Neyland Greenway History
Robert Reese Neyland (February 17, 1892 – March 28, 1962) was an American football coach and also served the U.S. Army, reaching the rank of General.
He was born in Greenville, Texas and was appointed to West Point by Congressman Sam Rayburn, graduating in 1916. He was a football and baseball star during his time there. He was commissioned as an officer in the Corps of Engineers and served in France during World War I. After the war he served as an aide to Douglas MacArthur, then superintendent at West Point, and became an assistant football coach.
In an effort to continue coaching, he became Professor of Military Science at the University of Tennessee. Neyland became head coach of the Volunteers in 1926. He coached the team for nine years and was then called to military service for one year in Panama. He then retired from the military and returned to Tennessee to coach.
Under his direction, the Volunteers went undefeated in 1938 and 1939. Neyland was again called to military service in 1941. In 1946, he retired from military service a second time with the rank of brigadier general. He returned as the Volunteers coach through 1952. Neyland led the team to a national championship in 1951. He then served as athletic director at the university until his death.
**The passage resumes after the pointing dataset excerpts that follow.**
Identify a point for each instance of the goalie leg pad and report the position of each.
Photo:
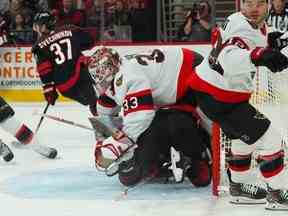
(24, 134)
(6, 111)
(129, 172)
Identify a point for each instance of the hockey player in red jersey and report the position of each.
(60, 63)
(23, 134)
(223, 84)
(141, 84)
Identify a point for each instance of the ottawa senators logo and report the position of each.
(119, 81)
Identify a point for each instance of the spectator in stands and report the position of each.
(120, 28)
(142, 21)
(4, 5)
(22, 32)
(19, 6)
(197, 26)
(278, 16)
(69, 14)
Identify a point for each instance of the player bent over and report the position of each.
(223, 85)
(60, 63)
(140, 84)
(21, 132)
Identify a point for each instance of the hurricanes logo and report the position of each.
(119, 81)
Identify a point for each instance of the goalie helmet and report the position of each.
(103, 65)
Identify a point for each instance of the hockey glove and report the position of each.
(111, 149)
(50, 93)
(270, 58)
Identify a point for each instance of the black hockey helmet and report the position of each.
(46, 18)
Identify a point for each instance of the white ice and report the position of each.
(70, 185)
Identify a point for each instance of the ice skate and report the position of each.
(5, 152)
(243, 193)
(277, 200)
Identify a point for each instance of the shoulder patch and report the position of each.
(119, 81)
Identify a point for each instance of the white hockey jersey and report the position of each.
(143, 84)
(235, 84)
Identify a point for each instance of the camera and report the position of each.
(196, 8)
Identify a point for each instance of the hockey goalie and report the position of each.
(160, 125)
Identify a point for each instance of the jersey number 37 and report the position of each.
(60, 52)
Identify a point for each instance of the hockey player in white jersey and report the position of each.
(223, 84)
(23, 134)
(141, 84)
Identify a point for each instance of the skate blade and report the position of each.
(276, 207)
(246, 201)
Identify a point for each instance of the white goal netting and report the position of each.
(270, 98)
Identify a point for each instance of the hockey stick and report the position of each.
(41, 149)
(55, 118)
(41, 119)
(98, 126)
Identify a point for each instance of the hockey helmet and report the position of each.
(103, 65)
(45, 18)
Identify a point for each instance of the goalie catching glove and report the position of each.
(270, 58)
(110, 152)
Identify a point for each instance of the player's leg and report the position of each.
(5, 152)
(193, 142)
(10, 124)
(145, 163)
(238, 122)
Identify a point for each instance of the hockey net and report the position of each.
(270, 97)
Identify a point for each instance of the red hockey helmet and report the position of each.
(103, 65)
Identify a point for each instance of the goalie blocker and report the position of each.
(170, 128)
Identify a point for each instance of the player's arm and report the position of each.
(86, 39)
(45, 71)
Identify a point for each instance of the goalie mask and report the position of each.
(103, 65)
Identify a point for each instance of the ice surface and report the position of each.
(70, 185)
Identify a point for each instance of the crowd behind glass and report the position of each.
(121, 20)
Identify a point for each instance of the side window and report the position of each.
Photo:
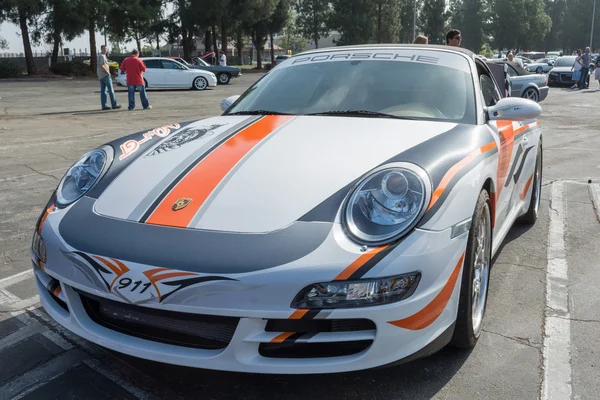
(153, 64)
(170, 65)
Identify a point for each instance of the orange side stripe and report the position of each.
(359, 262)
(298, 314)
(454, 170)
(108, 264)
(282, 337)
(433, 310)
(202, 180)
(524, 193)
(46, 213)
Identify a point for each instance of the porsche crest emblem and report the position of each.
(181, 203)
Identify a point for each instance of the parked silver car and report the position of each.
(525, 84)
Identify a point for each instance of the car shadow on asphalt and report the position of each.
(419, 379)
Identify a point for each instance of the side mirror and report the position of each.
(514, 109)
(225, 104)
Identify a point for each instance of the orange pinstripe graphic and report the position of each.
(298, 314)
(280, 338)
(48, 210)
(434, 309)
(524, 193)
(359, 262)
(454, 170)
(202, 180)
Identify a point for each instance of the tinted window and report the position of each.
(171, 65)
(152, 64)
(400, 86)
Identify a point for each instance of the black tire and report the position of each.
(223, 78)
(531, 215)
(200, 83)
(464, 335)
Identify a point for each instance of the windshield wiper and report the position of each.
(359, 113)
(258, 112)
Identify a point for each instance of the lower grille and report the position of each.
(181, 329)
(313, 350)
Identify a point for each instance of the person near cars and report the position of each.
(453, 38)
(576, 70)
(585, 60)
(105, 81)
(133, 66)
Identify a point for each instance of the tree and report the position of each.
(433, 19)
(63, 20)
(312, 19)
(387, 14)
(24, 13)
(354, 20)
(276, 22)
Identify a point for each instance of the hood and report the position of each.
(254, 174)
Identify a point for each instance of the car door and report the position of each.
(508, 142)
(153, 74)
(175, 74)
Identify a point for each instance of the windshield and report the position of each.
(413, 84)
(565, 62)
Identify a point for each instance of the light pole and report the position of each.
(592, 31)
(415, 19)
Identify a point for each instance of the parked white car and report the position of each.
(163, 72)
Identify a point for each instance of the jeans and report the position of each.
(106, 84)
(131, 94)
(583, 79)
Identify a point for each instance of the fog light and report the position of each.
(361, 293)
(39, 247)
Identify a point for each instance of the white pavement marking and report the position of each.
(595, 195)
(556, 381)
(13, 279)
(134, 390)
(48, 371)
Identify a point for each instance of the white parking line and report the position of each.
(556, 381)
(595, 195)
(16, 278)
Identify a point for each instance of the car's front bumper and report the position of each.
(267, 335)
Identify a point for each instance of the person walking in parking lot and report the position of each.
(134, 67)
(105, 81)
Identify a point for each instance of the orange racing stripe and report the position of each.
(454, 170)
(434, 309)
(202, 180)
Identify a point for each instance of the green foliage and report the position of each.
(312, 18)
(71, 68)
(433, 20)
(9, 70)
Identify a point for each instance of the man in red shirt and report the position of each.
(134, 67)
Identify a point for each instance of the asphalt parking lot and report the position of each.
(543, 318)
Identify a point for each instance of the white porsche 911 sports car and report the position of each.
(341, 214)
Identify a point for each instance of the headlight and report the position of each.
(368, 292)
(83, 175)
(387, 203)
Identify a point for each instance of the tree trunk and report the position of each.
(55, 48)
(214, 38)
(224, 34)
(29, 62)
(272, 51)
(239, 43)
(93, 55)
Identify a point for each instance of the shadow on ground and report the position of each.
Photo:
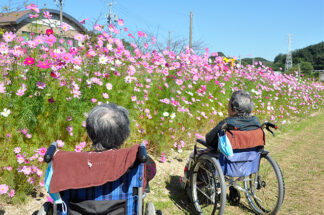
(178, 195)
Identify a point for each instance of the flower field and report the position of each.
(47, 86)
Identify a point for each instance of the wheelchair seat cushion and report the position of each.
(75, 170)
(246, 139)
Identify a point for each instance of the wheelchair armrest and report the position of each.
(50, 152)
(142, 154)
(202, 142)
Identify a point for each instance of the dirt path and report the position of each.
(299, 151)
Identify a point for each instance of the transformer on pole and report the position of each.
(288, 64)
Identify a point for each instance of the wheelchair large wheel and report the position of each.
(208, 187)
(46, 209)
(266, 187)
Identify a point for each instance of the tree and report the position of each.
(306, 68)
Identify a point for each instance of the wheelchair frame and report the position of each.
(251, 183)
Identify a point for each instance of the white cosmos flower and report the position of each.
(5, 112)
(172, 116)
(103, 59)
(109, 86)
(166, 114)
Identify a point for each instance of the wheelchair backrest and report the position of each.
(246, 139)
(109, 182)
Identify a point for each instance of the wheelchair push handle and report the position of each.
(269, 125)
(142, 154)
(203, 142)
(50, 152)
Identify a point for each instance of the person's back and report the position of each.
(240, 107)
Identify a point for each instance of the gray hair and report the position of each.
(241, 103)
(108, 126)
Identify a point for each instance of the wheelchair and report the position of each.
(251, 170)
(121, 196)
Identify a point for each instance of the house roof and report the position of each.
(16, 17)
Neyland remains the all-time winningest coach in Volunteer history with 173 wins in 213 games, 6 Southeastern Conference championships, and 4 national championships. Neyland Stadium, the football stadium at the University of Tennessee, was designed by the coach and named in his honor.
General Neyland was inducted into the College Football Hall of Fame as a coach in 1956. He is also famous for composing the "7 Maxims of Football."